Question: Once a vaccine is available and people are able to gather in large numbers again, are there any new trends or changes that you think could potentially carry over? (For example, hand washing stations and temperature checks becoming more commonplace)

Answer: Those additional safety measures like handwashing stations and distancing-related signage will be enforced by the venue. It will be the couple's responsibility sometimes to provide additional signage if they so choose. However, it's possible that venues may offer wedding-style signage for couples to use on their big day. The wedding gown designer may offer bridal-style masks to match the wedding dress, and caterers may only offer butler passed hors d'oeuvres instead of buffet options. Some trends will actually come from the vendors this time rather than at the request of the couple due to liability concerns.

Question: What would you say is the most overlooked detail when planning a virtual wedding AND/OR what's your biggest piece of advice that you'd give those who are planning a virtual wedding? 

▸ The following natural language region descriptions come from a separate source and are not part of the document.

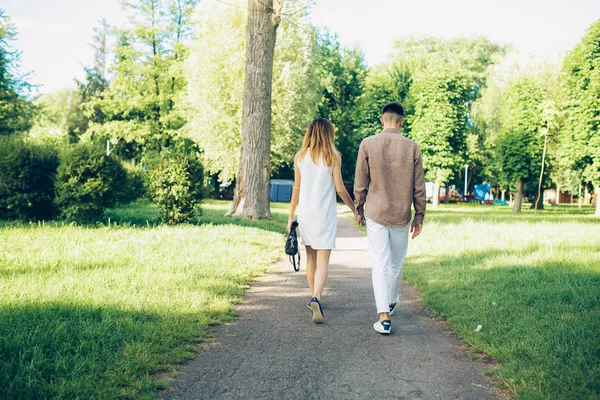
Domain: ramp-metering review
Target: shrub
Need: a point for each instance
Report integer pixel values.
(27, 174)
(135, 187)
(88, 182)
(175, 184)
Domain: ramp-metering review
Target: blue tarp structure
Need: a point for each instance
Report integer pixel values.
(280, 189)
(481, 191)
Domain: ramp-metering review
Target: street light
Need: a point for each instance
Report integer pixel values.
(466, 172)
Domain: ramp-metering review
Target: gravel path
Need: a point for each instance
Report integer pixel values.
(274, 351)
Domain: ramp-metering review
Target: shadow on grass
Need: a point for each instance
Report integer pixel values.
(143, 213)
(56, 350)
(540, 321)
(454, 212)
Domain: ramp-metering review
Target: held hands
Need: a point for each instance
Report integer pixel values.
(360, 219)
(415, 229)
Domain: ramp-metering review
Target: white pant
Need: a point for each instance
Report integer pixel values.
(387, 248)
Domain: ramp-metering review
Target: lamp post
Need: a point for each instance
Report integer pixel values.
(466, 172)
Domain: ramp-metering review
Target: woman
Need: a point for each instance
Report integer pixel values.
(317, 177)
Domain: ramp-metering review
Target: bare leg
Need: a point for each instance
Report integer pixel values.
(311, 267)
(320, 276)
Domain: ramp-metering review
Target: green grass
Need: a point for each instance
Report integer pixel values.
(531, 280)
(96, 312)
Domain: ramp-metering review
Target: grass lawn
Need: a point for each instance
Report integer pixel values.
(96, 312)
(533, 283)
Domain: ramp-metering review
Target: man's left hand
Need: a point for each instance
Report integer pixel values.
(415, 229)
(360, 219)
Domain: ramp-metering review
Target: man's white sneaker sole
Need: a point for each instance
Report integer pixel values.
(378, 326)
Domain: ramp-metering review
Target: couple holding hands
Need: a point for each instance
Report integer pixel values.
(389, 179)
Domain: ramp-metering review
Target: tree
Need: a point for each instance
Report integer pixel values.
(520, 144)
(252, 190)
(582, 72)
(342, 75)
(16, 108)
(140, 105)
(439, 123)
(469, 58)
(215, 73)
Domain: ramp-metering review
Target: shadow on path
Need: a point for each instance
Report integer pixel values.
(274, 351)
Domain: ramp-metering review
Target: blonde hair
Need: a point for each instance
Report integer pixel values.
(319, 139)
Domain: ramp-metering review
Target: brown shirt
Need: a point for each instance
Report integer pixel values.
(389, 179)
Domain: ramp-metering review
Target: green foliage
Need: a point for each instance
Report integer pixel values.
(141, 103)
(437, 80)
(342, 75)
(215, 71)
(520, 142)
(175, 182)
(88, 182)
(440, 95)
(16, 109)
(27, 173)
(582, 82)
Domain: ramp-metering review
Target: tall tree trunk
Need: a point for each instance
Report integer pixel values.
(539, 202)
(252, 188)
(518, 196)
(597, 200)
(435, 201)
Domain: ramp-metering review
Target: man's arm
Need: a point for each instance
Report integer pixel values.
(361, 180)
(419, 194)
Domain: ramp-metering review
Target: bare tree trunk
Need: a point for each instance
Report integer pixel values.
(252, 189)
(597, 200)
(539, 203)
(435, 201)
(518, 196)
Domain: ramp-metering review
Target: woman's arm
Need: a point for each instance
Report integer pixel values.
(339, 184)
(295, 195)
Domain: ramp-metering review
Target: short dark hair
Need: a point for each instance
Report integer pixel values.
(395, 107)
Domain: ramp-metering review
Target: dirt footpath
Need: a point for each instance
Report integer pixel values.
(274, 351)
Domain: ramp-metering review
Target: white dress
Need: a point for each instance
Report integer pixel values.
(317, 219)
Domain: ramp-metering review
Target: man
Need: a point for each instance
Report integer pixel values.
(389, 179)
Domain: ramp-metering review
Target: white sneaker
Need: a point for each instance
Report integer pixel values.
(395, 303)
(384, 327)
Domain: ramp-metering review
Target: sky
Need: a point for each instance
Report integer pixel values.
(54, 35)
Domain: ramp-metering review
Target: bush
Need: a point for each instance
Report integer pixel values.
(88, 182)
(175, 184)
(135, 188)
(27, 174)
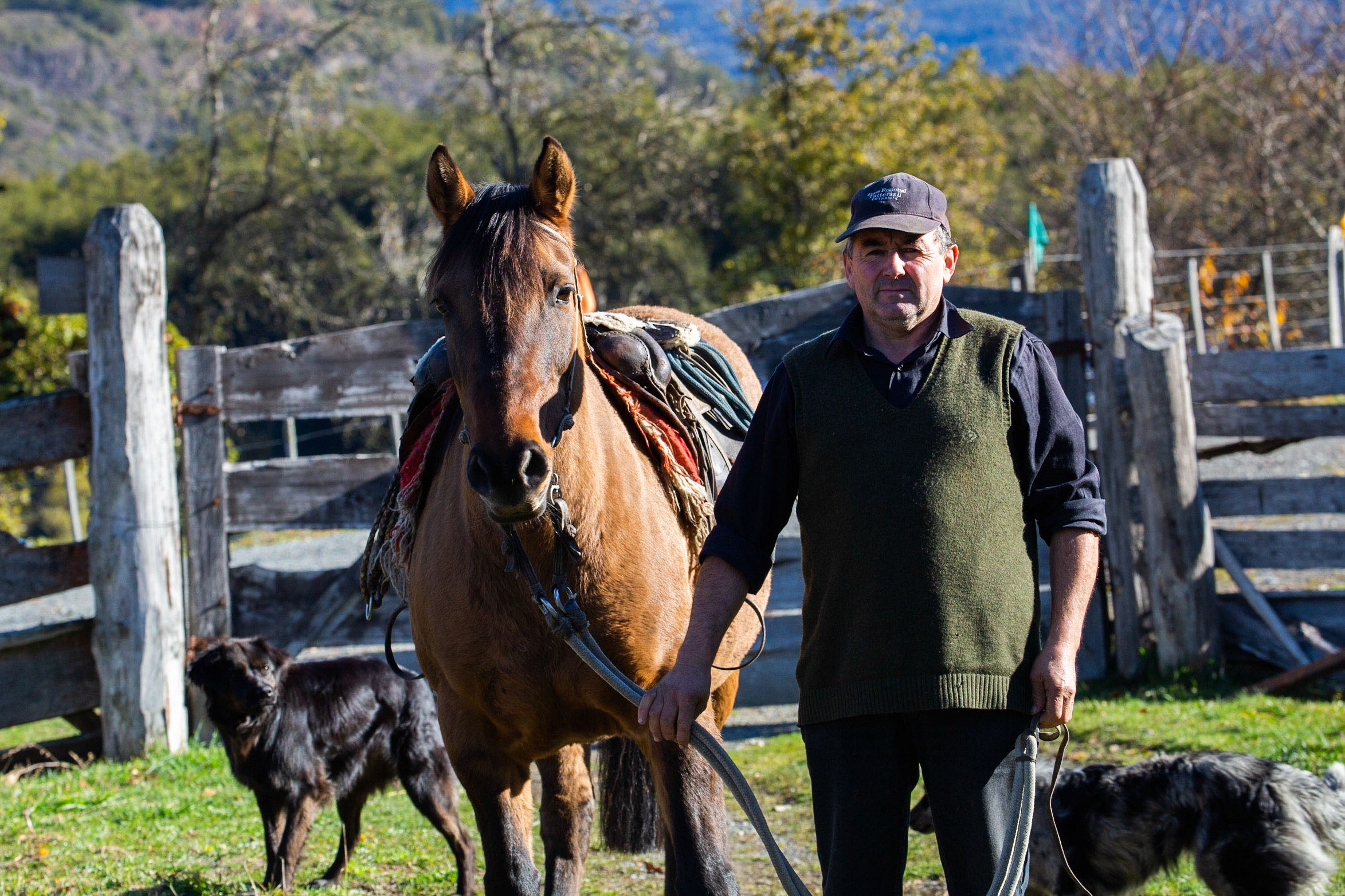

Answer: The most overlooked detail when you're planning a virtual wedding is the guest experience. If you didn't mind having any guests, then you wouldn't be planning a virtual experience for them. The guest experience, including the way the music sounds on their device, the way you invite them to interact on your wedding day, and the way you minimize technical difficulties, all of these become much more important in the seamless flow of your big day. The biggest piece of advice I can give folks who are planning a virtual wedding is the electronic or print version of the book Poise Over Panic: How to Plan a Wedding in a Pandemic. It's the world's first and only book about how to get you through pandemic wedding planning obstacles with flying colors, in every single wedding aspect you can imagine.